Was this degree of separation atypical, or is this a common occurrence that we have not observed? Last February Candice Calloway of the Center for Whale Research wrote “He often swims alone, and can be miles away from the rest of his family…”

These acoustic events were also unusual because the repeated calls (S42 and S10) are rarely heard.  It’s also highly unusual to hear the same call repeated over and over again.  It’s noteworthy that the most common J pod calls S1 and S4 were not interspersed with the S42 and S10 calls.

Automated detections:


2010-01-26 12:20:32

node=lk dB=101 trigger=PWR


2010-01-26 12:21:23

node=lk dB=100 trigger=PWR


2010-01-26 12:25:16
node=os dB=104 trigger=PKT


2010-01-26 12:31:09

node=lk dB=101 trigger=PWR


2010-01-27 11:31:37

node=lk dB=113 trigger=PWR


2010-01-27 11:33:20
node=lk dB=113 trigger=PWR


2010-01-27 11:35:19

node=lk dB=106 trigger=PKT

2010-01-27 12:34:30


node=os dB=103 trigger=PKT

Continuous recordings:

Further analysis of these sound files is warranted, along with consideration of the sequence of events preceding the 2010-2011 winter disappearance of J1. You can lend a hand by contributing to this public Google spreadsheet of the J1 location and call chronologies.

We’ll keep our fingers crossed that he’ll make a surprise return this spring, but odds are that we should all work on our tributes to J1.  He still has much to teach us.

Ruffles into the light
Ruffles into the light
J1 Ruffles takes on another ship
J1 Ruffles takes on another ship.

2 thoughts on “Echoes of oldest J pod male Ruffles J1

  1. Kathryn says:

    Nice entry, Scott.
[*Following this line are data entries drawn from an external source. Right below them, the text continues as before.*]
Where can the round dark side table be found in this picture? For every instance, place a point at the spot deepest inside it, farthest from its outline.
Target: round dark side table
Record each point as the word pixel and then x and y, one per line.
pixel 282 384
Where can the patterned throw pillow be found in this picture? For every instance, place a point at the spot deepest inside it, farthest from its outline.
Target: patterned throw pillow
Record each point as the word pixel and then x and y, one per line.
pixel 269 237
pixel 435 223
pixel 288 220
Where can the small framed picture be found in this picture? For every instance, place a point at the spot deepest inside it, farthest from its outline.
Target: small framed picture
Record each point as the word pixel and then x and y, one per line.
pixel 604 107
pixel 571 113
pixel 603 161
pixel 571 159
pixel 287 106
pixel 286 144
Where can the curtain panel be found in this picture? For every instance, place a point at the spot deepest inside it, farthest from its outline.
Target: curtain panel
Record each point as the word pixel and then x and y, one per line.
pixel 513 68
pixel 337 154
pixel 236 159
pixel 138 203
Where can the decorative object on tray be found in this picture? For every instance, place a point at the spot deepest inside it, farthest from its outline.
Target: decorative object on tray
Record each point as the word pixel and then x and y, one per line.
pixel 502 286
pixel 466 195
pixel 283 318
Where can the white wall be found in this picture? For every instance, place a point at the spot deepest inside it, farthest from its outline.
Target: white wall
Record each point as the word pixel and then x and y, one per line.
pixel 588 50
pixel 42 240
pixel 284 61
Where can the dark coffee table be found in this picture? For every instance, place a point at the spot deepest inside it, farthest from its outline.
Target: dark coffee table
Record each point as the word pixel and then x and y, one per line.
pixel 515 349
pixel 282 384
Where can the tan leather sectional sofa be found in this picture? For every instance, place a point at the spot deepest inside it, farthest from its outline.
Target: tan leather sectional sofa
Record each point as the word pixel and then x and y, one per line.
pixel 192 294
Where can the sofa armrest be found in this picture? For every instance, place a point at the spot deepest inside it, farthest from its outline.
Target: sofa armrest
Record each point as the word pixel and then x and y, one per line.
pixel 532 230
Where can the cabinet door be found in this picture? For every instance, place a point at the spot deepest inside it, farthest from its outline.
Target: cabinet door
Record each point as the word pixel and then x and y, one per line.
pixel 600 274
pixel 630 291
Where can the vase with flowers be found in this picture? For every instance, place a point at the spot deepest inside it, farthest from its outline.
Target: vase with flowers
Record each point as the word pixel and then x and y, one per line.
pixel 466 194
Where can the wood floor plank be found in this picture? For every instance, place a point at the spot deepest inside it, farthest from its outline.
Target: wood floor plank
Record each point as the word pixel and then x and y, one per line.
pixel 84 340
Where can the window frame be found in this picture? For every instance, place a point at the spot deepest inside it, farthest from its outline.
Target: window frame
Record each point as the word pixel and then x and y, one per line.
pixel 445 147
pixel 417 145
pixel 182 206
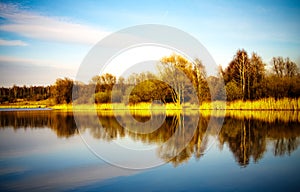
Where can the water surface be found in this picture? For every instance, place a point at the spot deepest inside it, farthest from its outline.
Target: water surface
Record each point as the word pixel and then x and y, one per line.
pixel 43 150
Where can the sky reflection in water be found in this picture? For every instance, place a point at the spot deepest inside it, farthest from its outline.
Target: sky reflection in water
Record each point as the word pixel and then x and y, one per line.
pixel 43 151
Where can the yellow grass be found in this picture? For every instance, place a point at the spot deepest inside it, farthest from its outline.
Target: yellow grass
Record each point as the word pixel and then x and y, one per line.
pixel 262 104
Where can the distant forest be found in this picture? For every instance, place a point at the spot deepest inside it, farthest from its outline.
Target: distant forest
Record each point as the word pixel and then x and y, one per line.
pixel 178 81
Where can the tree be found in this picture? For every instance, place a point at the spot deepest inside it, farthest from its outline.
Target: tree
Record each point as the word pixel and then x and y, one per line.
pixel 185 78
pixel 62 90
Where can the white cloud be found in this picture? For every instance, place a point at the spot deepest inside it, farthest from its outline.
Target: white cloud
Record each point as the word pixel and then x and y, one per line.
pixel 4 42
pixel 35 25
pixel 38 62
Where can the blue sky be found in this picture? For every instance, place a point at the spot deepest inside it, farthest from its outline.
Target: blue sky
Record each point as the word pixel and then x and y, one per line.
pixel 43 40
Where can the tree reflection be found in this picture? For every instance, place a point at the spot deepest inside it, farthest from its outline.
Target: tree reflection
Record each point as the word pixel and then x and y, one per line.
pixel 246 136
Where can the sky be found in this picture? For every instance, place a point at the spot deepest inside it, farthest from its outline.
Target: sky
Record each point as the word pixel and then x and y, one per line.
pixel 42 40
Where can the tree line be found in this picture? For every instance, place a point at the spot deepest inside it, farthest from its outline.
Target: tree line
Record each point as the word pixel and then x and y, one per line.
pixel 178 80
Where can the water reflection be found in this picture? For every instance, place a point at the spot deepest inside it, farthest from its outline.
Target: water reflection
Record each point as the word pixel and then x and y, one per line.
pixel 247 135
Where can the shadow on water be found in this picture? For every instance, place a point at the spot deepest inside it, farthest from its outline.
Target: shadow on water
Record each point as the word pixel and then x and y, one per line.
pixel 247 134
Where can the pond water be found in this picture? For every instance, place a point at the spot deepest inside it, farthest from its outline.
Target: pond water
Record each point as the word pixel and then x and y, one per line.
pixel 236 151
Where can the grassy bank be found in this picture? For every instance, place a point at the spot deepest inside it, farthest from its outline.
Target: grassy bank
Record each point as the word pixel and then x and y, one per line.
pixel 260 105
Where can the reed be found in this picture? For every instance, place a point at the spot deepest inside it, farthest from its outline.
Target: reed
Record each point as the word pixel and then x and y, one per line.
pixel 262 104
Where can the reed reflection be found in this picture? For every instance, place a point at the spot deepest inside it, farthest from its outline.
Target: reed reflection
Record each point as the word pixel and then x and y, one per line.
pixel 247 135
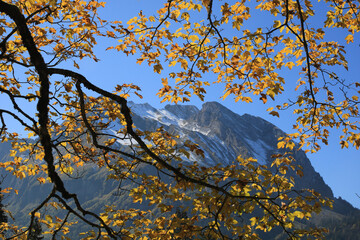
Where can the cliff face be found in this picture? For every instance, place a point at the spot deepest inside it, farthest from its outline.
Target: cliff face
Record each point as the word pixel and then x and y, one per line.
pixel 222 134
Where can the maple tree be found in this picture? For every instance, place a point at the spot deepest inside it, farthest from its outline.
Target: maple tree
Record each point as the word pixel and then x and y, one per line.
pixel 191 38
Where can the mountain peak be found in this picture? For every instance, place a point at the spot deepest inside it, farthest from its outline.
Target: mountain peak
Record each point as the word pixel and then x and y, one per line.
pixel 182 111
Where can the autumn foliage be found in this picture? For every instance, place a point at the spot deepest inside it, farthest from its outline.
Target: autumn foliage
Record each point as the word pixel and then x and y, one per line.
pixel 67 128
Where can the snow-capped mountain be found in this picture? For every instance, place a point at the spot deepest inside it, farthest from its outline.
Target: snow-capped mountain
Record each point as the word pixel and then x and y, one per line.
pixel 224 135
pixel 220 133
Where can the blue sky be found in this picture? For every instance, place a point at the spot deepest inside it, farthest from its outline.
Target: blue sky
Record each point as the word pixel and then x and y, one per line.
pixel 339 167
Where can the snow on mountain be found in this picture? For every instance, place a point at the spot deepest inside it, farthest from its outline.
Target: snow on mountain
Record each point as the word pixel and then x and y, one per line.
pixel 206 127
pixel 223 135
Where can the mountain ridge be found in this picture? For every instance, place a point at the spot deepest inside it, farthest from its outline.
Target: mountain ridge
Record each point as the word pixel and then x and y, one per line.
pixel 221 133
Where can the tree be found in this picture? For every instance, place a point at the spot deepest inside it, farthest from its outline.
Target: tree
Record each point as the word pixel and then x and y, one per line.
pixel 3 217
pixel 39 37
pixel 35 232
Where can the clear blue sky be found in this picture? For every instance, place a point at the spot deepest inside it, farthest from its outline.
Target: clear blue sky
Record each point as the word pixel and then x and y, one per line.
pixel 339 167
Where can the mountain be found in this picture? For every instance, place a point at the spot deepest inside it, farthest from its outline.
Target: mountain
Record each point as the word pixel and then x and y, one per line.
pixel 222 135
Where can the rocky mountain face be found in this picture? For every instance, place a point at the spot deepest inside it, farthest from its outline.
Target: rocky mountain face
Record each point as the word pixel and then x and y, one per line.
pixel 222 134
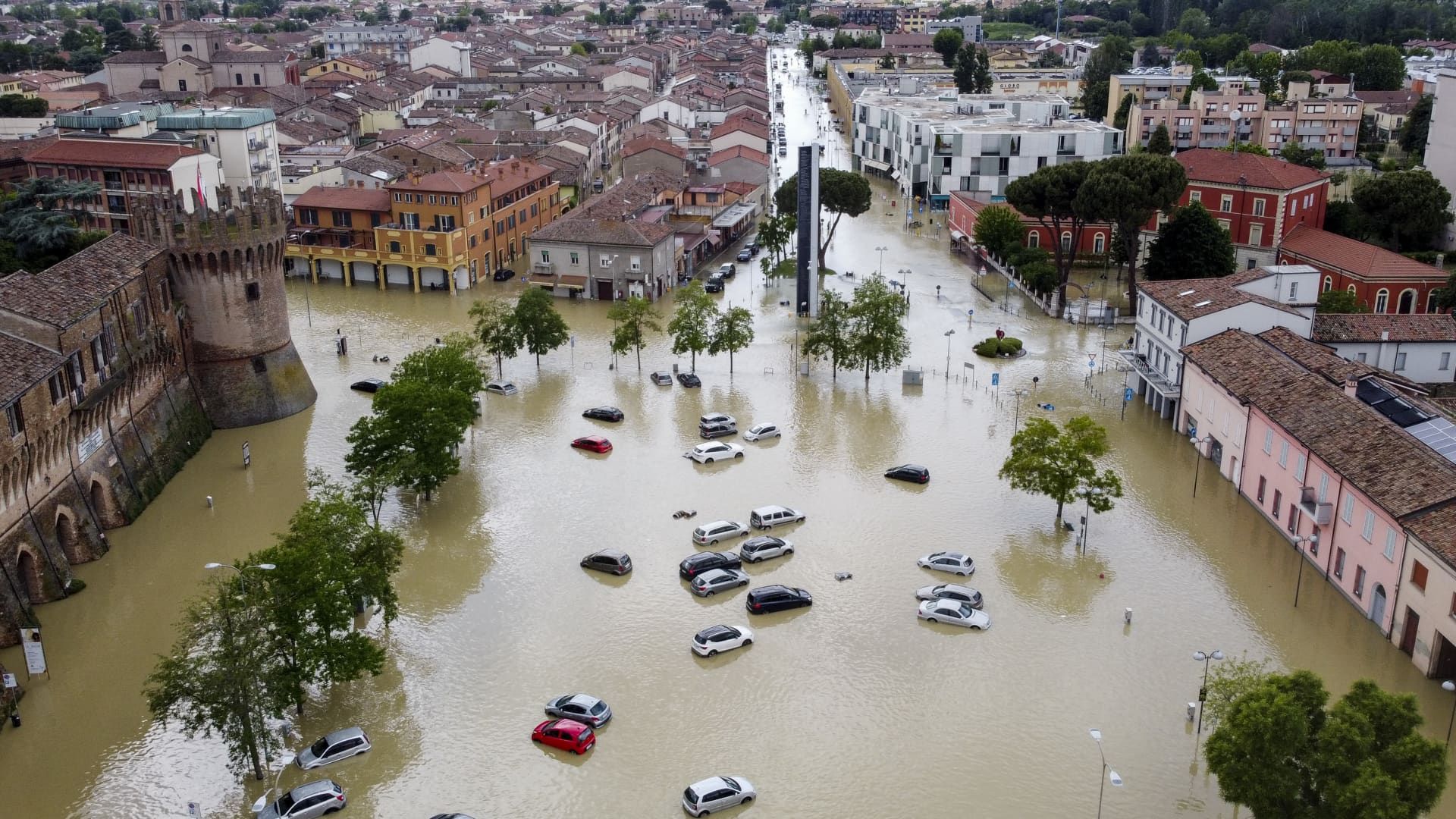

It’s a little haunting to listen to these recordings…I’ll look back through my summer field notes so I can contribute to the google spreadsheet!

  2. Scott Veirs says:

    Found this in old email regarding a probable sighting of J1 isolated from other whales on 1/26/2010:

    Jenny Atkinson also reported a lone male southbound:
    “We saw it too — lone male, traveling south. Watched him travel from Lime Kiln to Sharon Grace’s — he kept going, we headed back to town. We did not see (or hear blows) signs of any other whales.”